Does it depend on what file system I use? For example, ext2/ext3/ext4 but also what happens when I insert one of those "joliet" CD-ROMs with ISO 9660? I've heard that POSIX contains some sort of spec for the charset encoding of filenames?

Essentially, what I wonder is if I got a UTF-8 encoded filename, what processing/coversion do I need to do before I pass it to a file I/O API in Linux?

Best Answer

As noted by others, there isn't really an answer to this: filenames and paths do not have an encoding; the OS only deals with sequence of bytes. Individual applications may choose to interpret them as being encoded in some way, but this varies.

Specifically, Glib (used by Gtk+ apps) assumes that all file names are UTF-8 encoded, regardless of the user's locale. This may be overridden with the environment variables G_FILENAME_ENCODING and G_BROKEN_FILENAMES.

On the other hand, Qt defaults to assuming that all file names are encoded in the current user's locale. An individual application may choose to override this assumption, though I do not know of any that do, and there is no external override switch.

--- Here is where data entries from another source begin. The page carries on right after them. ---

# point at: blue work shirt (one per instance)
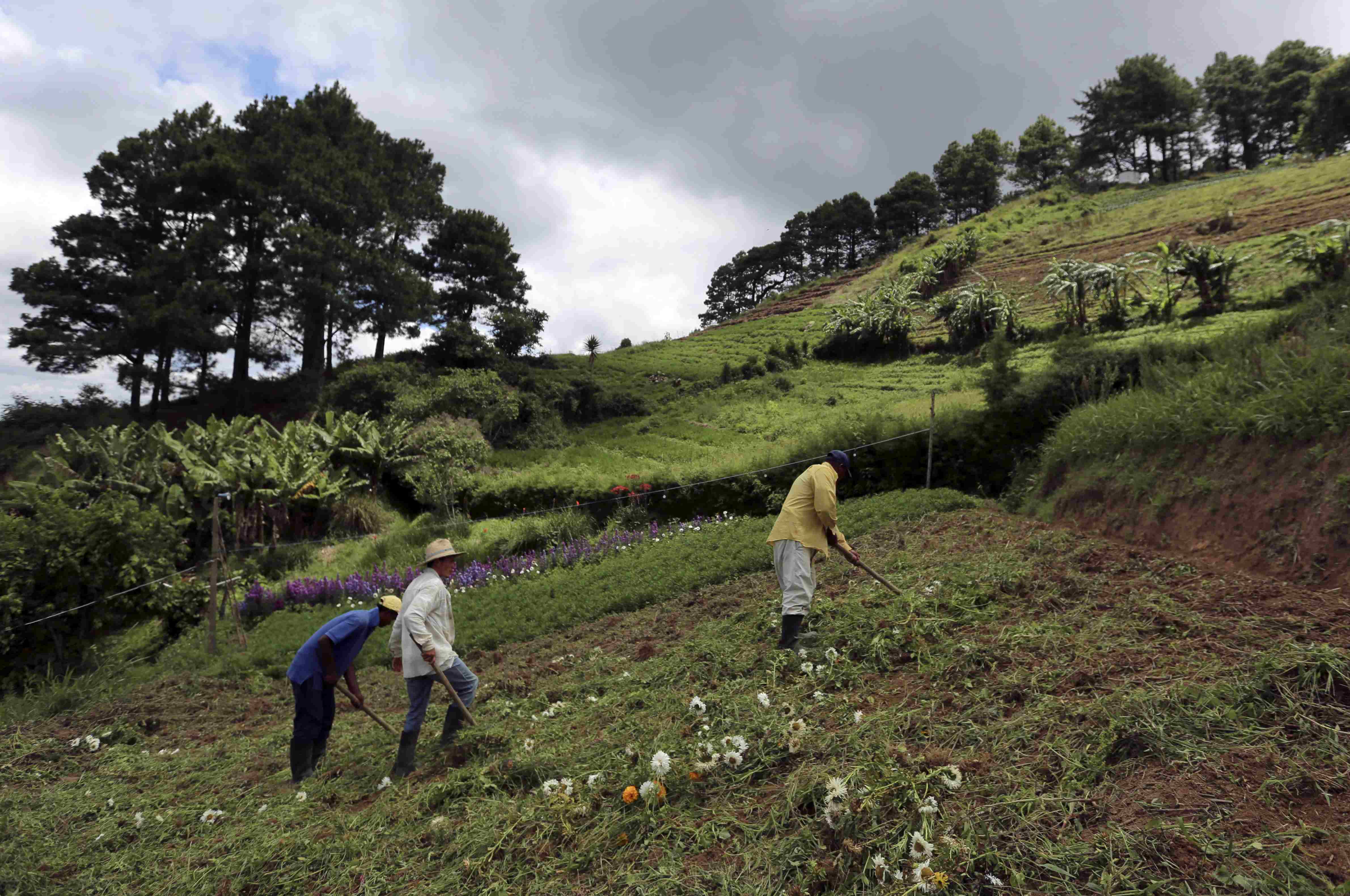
(348, 632)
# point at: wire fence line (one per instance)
(509, 516)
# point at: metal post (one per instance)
(215, 574)
(932, 417)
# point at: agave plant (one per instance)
(1322, 252)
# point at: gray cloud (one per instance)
(631, 148)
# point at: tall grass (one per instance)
(1286, 381)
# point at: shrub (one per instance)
(1322, 252)
(977, 312)
(68, 553)
(1211, 270)
(462, 393)
(27, 424)
(371, 388)
(1001, 378)
(449, 449)
(882, 320)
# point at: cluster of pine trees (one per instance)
(1147, 119)
(279, 238)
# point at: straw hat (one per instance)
(442, 548)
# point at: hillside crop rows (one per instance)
(1083, 717)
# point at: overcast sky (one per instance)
(631, 146)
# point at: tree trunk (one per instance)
(136, 383)
(244, 343)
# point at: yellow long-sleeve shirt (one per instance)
(809, 509)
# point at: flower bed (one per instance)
(261, 601)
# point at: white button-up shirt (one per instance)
(426, 620)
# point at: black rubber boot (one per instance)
(320, 751)
(405, 763)
(302, 760)
(450, 731)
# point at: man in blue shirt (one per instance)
(330, 652)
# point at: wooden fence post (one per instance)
(932, 419)
(215, 576)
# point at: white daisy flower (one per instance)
(736, 743)
(954, 780)
(920, 848)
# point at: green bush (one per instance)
(449, 447)
(977, 312)
(371, 388)
(1322, 252)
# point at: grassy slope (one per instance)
(1124, 724)
(751, 424)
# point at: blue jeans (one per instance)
(419, 693)
(315, 710)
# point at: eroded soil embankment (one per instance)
(1278, 509)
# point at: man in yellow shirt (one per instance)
(805, 531)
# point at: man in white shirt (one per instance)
(422, 642)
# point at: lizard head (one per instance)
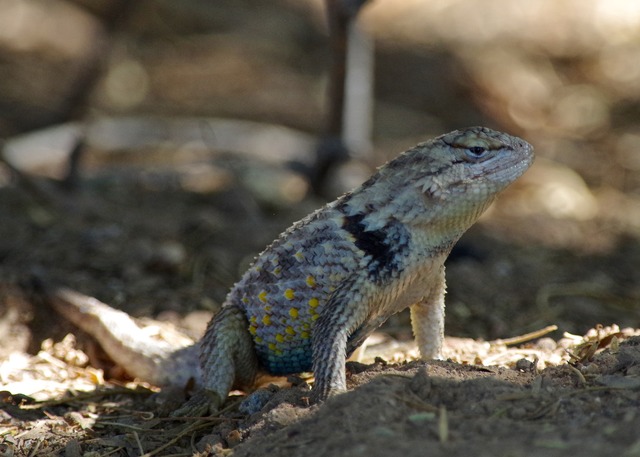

Modern Linux distributions are set up such that all users are using UTF-8 locales and paths on foreign filesystem mounts are translated to UTF-8, so this difference in strategies generally has no effect. However, if you really want to be safe, you cannot assume any structure about filenames beyond "NUL-terminated, '/'-delimited sequence of bytes".

(Also note: locale may vary by process. Two different processes run by the same user may be in different locales simply by having different environment variables set.)